I am doing many offline Stockfish evaluations (hundreds of thousands / millions of games).

Each game will have a full stockfish evaluation (a list of objects) saved to a Game table in a SQL database.

Each time I have Stockfish evaluate a position, I want to determine the likelihood that I will need to evaluate that same position again so that I can cache that evaluation.

For instance, many of these games will have the exact same position to evaluate after 2 moves, but it is very unlikely that any game 20 moves in will have a position that is reached in any other game.

A simple approach would be to just cache the first n moves for every game.
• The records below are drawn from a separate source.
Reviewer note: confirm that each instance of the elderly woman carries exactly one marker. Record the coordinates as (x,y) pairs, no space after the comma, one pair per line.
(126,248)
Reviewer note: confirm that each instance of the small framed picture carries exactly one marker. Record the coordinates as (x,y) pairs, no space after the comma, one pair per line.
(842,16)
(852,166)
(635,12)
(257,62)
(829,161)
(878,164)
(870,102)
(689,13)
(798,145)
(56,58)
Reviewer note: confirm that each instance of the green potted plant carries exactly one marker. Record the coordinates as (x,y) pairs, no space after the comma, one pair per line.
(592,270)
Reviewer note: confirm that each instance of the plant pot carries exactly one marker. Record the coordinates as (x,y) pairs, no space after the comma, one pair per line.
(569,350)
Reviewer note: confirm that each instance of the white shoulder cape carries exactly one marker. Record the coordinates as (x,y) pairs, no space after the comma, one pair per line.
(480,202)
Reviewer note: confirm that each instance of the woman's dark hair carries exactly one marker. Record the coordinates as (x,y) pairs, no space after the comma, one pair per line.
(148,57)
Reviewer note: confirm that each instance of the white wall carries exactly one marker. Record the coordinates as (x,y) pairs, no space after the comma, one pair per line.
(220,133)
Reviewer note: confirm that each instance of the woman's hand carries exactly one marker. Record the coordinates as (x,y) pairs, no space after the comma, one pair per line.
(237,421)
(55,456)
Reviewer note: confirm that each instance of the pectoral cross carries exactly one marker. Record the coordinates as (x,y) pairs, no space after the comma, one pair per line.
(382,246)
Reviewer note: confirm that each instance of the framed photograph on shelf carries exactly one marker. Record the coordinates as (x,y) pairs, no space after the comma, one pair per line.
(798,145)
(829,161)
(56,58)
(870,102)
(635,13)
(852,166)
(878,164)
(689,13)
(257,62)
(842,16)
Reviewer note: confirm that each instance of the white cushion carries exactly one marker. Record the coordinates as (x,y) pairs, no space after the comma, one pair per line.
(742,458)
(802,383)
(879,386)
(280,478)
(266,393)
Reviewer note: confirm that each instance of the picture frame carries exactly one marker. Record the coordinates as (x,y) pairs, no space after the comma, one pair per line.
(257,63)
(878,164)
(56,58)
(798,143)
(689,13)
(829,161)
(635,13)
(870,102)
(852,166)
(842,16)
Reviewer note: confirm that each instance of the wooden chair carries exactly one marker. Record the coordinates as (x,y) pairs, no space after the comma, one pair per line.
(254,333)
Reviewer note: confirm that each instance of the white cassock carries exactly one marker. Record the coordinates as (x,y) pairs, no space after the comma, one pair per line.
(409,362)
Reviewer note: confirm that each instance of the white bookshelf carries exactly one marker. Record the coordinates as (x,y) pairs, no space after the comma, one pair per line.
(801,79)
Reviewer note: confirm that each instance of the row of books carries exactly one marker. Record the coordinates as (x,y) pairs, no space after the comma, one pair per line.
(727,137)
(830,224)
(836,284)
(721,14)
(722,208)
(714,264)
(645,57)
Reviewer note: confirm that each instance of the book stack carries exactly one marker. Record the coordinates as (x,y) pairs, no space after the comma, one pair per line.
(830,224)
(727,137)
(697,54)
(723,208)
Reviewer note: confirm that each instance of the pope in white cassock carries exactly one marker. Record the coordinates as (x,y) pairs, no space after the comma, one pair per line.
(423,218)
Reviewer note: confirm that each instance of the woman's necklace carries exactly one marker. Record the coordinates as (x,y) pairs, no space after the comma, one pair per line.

This is a good partial solution!

Consider the endgame; we will likely see common positions across games when there are only 1-2 pieces left on the board.

The “entropy” of a chess game seems to increase and then decrease as the game goes on.

I’m curious if anyone has spent some time thinking through this question and if they had any interesting findings?

TLDR: How to (roughly) calculate the likelihood that any FEN is repeated across any pool of chess games?

rare vigil Oct 30, 2024, 7:48 AM

#

I don't have an answer, but I suspect that in the endgame, a tablebase will be more useful than cached evaluations

honest walrus Oct 30, 2024, 9:02 AM

#

A very rough approximation is o take the number of turns (t) from the FEN, and consider it's probability being roughly 1/20**(2t) with 20 being the average number of legal moves iirc, and considering all legal moves are equally likely (not true)

balmy cove Oct 30, 2024, 4:15 PM

#

You can make a first pass over the games, just generating the FENs. Then sort and count by number of coincidences. This two steps must be well thought to balance time and space needed.

Finally evaluate only the nth percentile with highest coincidence rate.

#Calculate Likelihood of Position Being Repeated